Why would anyone switch away from a free tool?
Installers switch away from GreenSketch when independence is worth more to them than zero cost. Because GreenSketch is funded by OSW Group through hardware procurement, your design tool and your buying are linked, and some installers want those decisions kept separate. Others switch for more flexible branded proposals, a longer-established platform, or a roadmap driven by software users rather than a distributor's ecosystem. The trigger is rarely the price, it's the strings attached to it.
When should you NOT switch from GreenSketch?
Don't switch if the free, distributor-funded model genuinely suits you, paying for independence you don't value is a poor trade. Stay if a zero-cost tool is your priority, you like GreenSketch's AI 3D and battery design, and you already procure (or are happy to procure) hardware through OSW. In that situation the ecosystem link is a convenience, not a constraint, and there's no reason to pay for an alternative.
What do you actually give up by leaving GreenSketch?
Be clear-eyed about both sides.
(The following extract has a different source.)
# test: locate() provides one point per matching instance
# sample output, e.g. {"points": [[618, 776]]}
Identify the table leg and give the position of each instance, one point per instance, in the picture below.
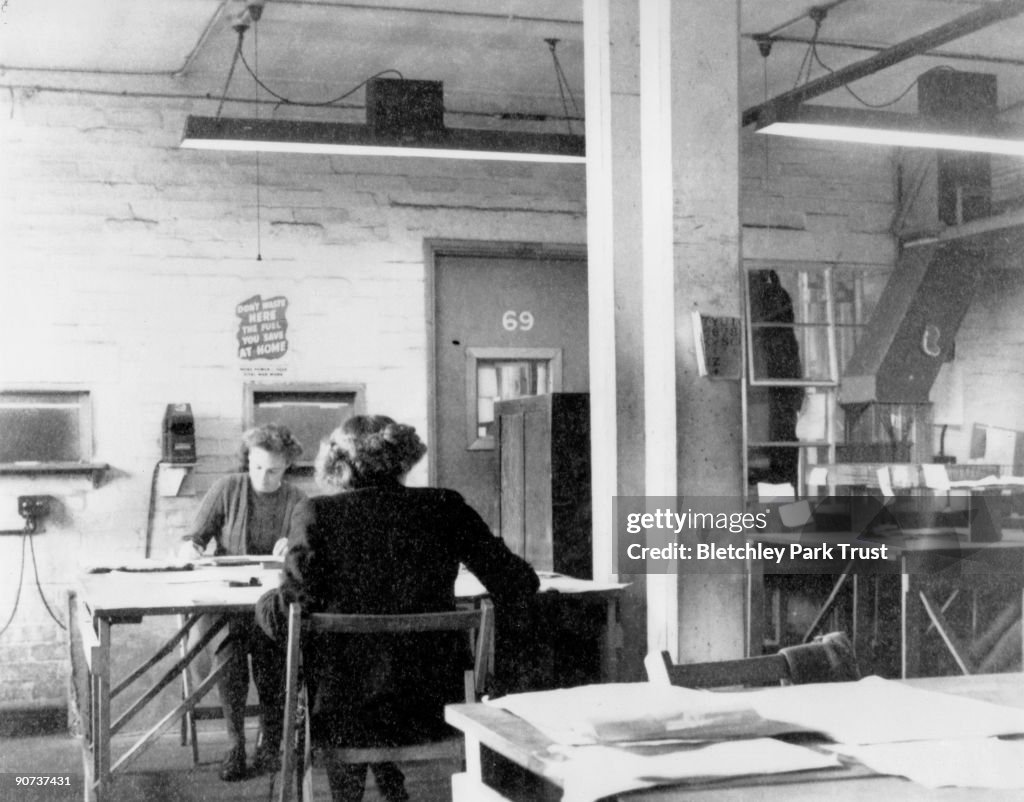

Leaving GreenSketch means giving up a free, capable, battery-led design tool and the integrated OSW procurement workflow. What you gain is independence from any one supplier, plus, with the right alternative, flexible proposals, AU rebate handling in-quote and a longer track record. The switch only makes sense if what you gain outweighs a genuinely good free tool, so weigh it honestly rather than assuming paid means better.
How do you switch from GreenSketch without disrupting your pipeline?
Move in parallel and start with proposals. Keep GreenSketch active while you set up the new tool, rebuild your branded proposal template first (an AI template builder makes this quick), then quote new leads in the new system while any in-progress GreenSketch jobs finish there. Export the designs and customer records you want to keep before stepping back from the platform, and if you're decoupling from OSW procurement, line up your hardware supply arrangements before you rely on the new workflow.
What does Solar Proof give you in place of GreenSketch?
Solar Proof gives you independence plus a complete Australian quoting layer: it's funded by subscriptions rather than hardware, so it's tied to no supplier, and it brings STCs and the tiered Federal Battery Rebate calculated in-quote, browser-based AS/NZS 5033 SLDs, and flexible NETCC-compliant proposals. Founded in 2017 and used by over 1,000 solar professionals, Solar Proof trades GreenSketch's zero price for supplier independence and a longer track record. Compare them in our Solar Proof vs GreenSketch comparison.
The bottom line
Switch from GreenSketch when keeping your software independent of a hardware distributor is worth a modest fee, and stay when the free, OSW-funded model genuinely fits how you buy. It's a decision about independence, not price, so judge it on whether the procurement link helps or limits you, then if you move, run both in parallel and rebuild your template first.